Ella es la creyente por excelencia, la que supo fiarse de Dios, creer en su palabra. “La Anunciación es el punto de partida de donde inicia todo el camino de María hacia Dios” (Redemptoris Mater, 14). Un camino de fe que pasa por tortuosos senderos: el presagio de Simeón, “una espada te atravesará el alma” (Lc 2, 35); el exilio en Egipto y la oscuridad interior; la actitud de Jesús que se pierde en el templo a los 12 años y María no logra entender... Hasta la cruz, que será la cima de su peregrinación terrena en la fe.

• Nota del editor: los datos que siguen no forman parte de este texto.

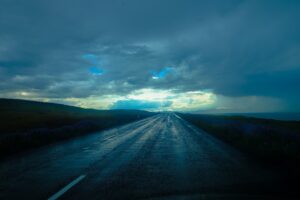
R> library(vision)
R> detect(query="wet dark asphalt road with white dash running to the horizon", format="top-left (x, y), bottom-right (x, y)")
top-left (0, 113), bottom-right (288, 200)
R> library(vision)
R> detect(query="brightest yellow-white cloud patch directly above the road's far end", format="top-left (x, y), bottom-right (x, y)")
top-left (69, 88), bottom-right (216, 111)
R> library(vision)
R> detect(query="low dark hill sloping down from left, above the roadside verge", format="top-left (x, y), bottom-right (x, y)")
top-left (0, 99), bottom-right (151, 134)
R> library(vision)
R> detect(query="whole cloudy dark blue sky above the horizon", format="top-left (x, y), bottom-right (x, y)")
top-left (0, 0), bottom-right (300, 112)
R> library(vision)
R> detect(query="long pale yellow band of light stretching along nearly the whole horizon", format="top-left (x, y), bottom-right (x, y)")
top-left (1, 88), bottom-right (285, 113)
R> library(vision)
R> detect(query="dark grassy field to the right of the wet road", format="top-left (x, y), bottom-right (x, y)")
top-left (178, 114), bottom-right (300, 171)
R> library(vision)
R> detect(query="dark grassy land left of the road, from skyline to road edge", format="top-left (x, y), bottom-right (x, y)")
top-left (0, 99), bottom-right (153, 157)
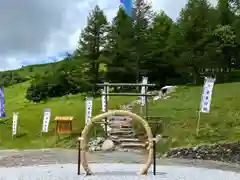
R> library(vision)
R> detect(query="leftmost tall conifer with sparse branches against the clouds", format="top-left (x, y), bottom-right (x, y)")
top-left (77, 6), bottom-right (108, 92)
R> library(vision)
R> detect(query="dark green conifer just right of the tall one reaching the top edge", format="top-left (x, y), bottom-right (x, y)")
top-left (143, 12), bottom-right (175, 84)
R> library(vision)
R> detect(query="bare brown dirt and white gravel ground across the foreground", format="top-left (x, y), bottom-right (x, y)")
top-left (0, 149), bottom-right (240, 180)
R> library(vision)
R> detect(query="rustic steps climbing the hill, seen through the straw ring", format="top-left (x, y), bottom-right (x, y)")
top-left (108, 116), bottom-right (146, 150)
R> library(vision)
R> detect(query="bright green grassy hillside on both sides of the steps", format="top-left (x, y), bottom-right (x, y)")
top-left (0, 82), bottom-right (240, 148)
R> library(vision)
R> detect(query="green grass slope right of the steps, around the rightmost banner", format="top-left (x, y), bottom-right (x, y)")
top-left (150, 83), bottom-right (240, 152)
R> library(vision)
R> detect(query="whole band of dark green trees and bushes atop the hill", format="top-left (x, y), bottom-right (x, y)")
top-left (27, 0), bottom-right (240, 102)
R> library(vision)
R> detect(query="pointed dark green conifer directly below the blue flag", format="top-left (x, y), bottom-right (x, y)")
top-left (105, 8), bottom-right (135, 82)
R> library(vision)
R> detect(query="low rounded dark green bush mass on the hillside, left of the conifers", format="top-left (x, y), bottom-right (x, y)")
top-left (26, 61), bottom-right (91, 102)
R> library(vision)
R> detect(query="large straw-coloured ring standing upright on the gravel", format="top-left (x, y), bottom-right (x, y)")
top-left (80, 110), bottom-right (153, 175)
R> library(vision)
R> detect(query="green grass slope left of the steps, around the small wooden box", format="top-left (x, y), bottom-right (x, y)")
top-left (0, 82), bottom-right (135, 148)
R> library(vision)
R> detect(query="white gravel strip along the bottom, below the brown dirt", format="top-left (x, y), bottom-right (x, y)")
top-left (0, 163), bottom-right (240, 180)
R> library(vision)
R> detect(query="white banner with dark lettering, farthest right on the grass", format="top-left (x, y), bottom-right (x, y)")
top-left (200, 77), bottom-right (215, 113)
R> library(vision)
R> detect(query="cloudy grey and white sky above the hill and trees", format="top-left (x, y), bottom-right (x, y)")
top-left (0, 0), bottom-right (216, 70)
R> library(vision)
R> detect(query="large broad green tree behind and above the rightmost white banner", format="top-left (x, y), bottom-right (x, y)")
top-left (175, 0), bottom-right (217, 83)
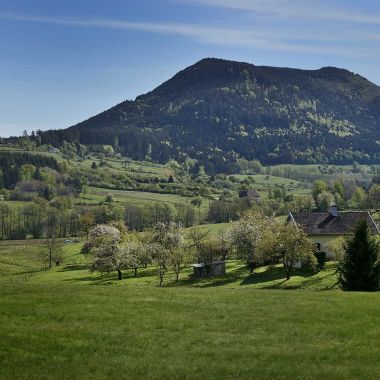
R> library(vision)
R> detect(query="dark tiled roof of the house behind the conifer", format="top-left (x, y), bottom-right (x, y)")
top-left (288, 211), bottom-right (380, 235)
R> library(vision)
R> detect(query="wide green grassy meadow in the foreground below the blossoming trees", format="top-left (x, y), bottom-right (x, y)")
top-left (0, 242), bottom-right (380, 379)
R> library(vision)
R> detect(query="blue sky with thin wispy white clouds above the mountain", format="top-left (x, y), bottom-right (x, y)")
top-left (0, 0), bottom-right (380, 136)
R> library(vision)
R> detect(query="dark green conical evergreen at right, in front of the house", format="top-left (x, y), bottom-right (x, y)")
top-left (338, 220), bottom-right (380, 291)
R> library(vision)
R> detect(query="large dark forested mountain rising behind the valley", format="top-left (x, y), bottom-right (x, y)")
top-left (43, 58), bottom-right (380, 172)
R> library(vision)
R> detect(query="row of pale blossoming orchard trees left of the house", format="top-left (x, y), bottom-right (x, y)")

Y María “guardaba todas estas cosas en su corazón” (Lc 2, 51). En lo secreto de su alma, daba a todos los sucesos y circunstancias de su vida la dimensión de la fe. En ese silencio y recogimiento interior María hallaba su fuerza y su luz, su descanso. En la oración recobraba nuevos ánimos, como el viandante que se refresca con el agua de la fuente que encuentra a su paso.

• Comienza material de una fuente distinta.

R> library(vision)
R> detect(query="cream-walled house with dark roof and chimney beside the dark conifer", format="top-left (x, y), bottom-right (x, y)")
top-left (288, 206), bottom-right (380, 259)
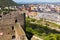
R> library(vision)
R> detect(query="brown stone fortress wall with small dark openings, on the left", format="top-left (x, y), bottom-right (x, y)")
top-left (0, 11), bottom-right (24, 40)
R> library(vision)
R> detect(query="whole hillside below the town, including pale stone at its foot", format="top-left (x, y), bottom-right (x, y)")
top-left (26, 17), bottom-right (60, 40)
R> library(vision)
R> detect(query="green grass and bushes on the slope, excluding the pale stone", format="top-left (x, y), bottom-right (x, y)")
top-left (26, 18), bottom-right (60, 40)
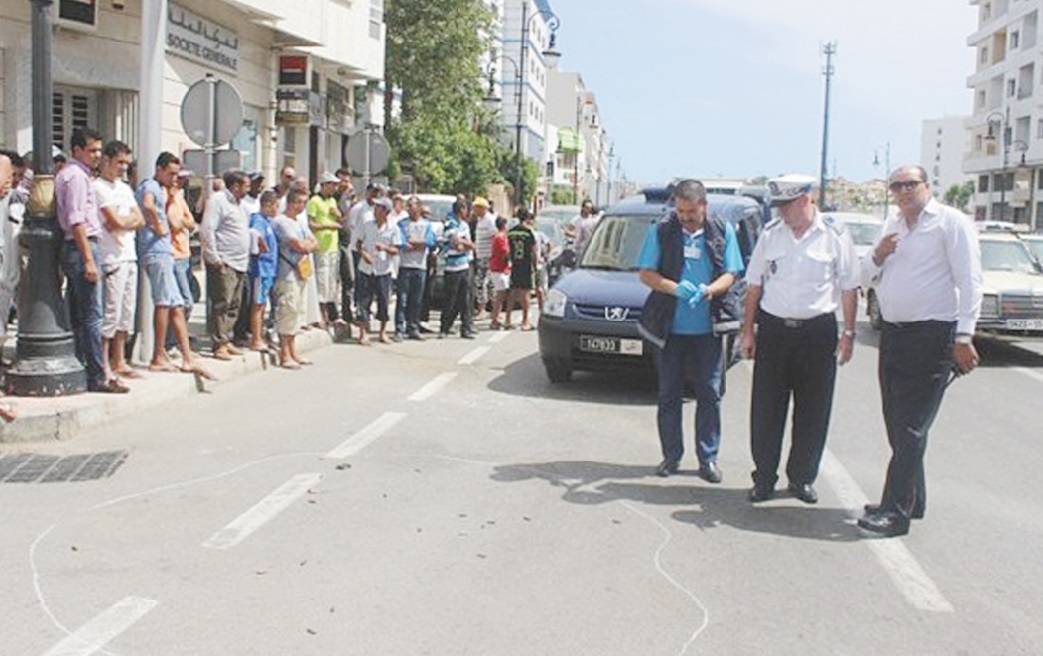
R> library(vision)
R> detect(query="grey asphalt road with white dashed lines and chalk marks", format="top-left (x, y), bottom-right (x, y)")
top-left (0, 314), bottom-right (1043, 656)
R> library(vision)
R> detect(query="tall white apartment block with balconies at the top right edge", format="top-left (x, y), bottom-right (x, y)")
top-left (959, 0), bottom-right (1043, 227)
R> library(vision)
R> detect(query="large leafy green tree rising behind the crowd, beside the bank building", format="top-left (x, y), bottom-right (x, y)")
top-left (384, 0), bottom-right (504, 193)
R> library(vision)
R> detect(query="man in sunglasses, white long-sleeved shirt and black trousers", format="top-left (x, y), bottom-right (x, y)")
top-left (858, 166), bottom-right (981, 537)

“La Iglesia, confortada por la presencia de Cristo (cf. Mt 28, 20), camina en el tiempo hacia la consumación de los siglos y va al encuentro del Señor que llega. Pero en este camino -deseo destacarlo enseguida- procede recorriendo de nuevo el itinerario realizado por la Virgen María, que avanzó en la peregrinación de la fe”. (Redemptoris Mater, 2)
Dichosa tú, Virgen María. ¡Feliz la que ha creído que se cumplirían las cosas que le fueron dichas de parte del Señor! (Lc 1, 45). Santa Isabel, al dirigirse así a su prima, nos habla también a nosotros, como diciéndonos: ¿Queréis ser felices? ¿Buscáis la paz del alma, la realización de los anhelos más íntimos? Seguid su ejemplo. Confiad en la palabra del Señor.
Nuestra dicha está en el cumplimiento de la voluntad de Dios, en seguir sus huellas, en aceptar también los días nublados y oscuros, las espinas, los dolores. Quien emprende como María el camino de la fe, avanza con paso firme y seguro a la claridad de la luz eterna. “Que María siga guiándonos hacia Cristo y hacia el Padre, también en la noche tenebrosa del mal y en los momentos de duda, crisis, silencio y sufrimiento” (Catequesis del Papa, 21 de marzo de 2001).